A domain holder or domain name holder or domain name registrant or domain name owner (as some countries recognize property rights in domain names) is a legal entity that decides what happens to email or other media, distributed via web or P2P or otherwise by network protocols that exploit IP ports associated with that domain's IP address. At any time a domain holder may change the IP address recognized as the web host of that domain by DNS servers, and the (separate) email host of that domain by SMTP. A domain name registrar holds these records and is nominally responsible to track:
- the legal holder or administrative contact responsible for all decision making - if the contact is not affiliated with the holder, or becomes unaffiliated, this can become a major problem, for instance, the contacts may dispute domains registered on behalf of others
- the billing contact - - if the contact is not affiliated with the holder, or becomes unaffiliated, this can become a major problem
- the technical contact responsible for updating DNS records
Most domains are actually held by domain name portfolios doing domain monetizing with varying degrees of integrity. Web ad account fraud is common.
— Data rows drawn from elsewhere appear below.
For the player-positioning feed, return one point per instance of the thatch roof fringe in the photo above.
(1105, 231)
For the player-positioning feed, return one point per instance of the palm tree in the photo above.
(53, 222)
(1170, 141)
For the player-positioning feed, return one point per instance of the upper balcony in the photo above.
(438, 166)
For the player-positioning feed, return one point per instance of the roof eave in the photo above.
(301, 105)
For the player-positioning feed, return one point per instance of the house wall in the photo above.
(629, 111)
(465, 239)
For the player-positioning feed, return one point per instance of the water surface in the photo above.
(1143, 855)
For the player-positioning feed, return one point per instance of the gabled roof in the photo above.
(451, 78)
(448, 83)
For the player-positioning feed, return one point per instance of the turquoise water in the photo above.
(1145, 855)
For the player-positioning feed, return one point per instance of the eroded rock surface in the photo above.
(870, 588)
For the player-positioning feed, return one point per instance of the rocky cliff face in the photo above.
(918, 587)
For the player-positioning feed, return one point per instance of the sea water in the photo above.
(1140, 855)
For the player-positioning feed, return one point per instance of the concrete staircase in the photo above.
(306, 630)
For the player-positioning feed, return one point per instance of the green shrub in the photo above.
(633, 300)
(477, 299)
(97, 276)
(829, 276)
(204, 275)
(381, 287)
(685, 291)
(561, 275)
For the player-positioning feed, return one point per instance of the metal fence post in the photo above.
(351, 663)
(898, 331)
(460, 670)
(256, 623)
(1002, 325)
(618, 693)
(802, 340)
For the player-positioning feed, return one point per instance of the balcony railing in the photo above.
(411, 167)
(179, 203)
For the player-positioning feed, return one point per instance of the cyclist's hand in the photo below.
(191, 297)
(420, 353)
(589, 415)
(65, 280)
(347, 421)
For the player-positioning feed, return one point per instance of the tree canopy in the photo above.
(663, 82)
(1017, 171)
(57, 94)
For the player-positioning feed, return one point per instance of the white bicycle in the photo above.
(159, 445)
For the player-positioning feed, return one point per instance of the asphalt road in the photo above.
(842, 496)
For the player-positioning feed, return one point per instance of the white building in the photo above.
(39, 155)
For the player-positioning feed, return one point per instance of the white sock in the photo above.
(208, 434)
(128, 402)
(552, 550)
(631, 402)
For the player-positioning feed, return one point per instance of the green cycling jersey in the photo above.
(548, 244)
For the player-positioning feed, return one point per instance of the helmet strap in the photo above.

Those and other black hat techniques are carefully differentiated from search engine optimization strategies.
 Democratic option
A democratic domain is one where social capital, not prior registration, determines control at least of the public web content distributed via that domain. The holder in this case will have agreed to a contract limiting their actions to what the elected officers approve, or perhaps to what can be approved by user consensus.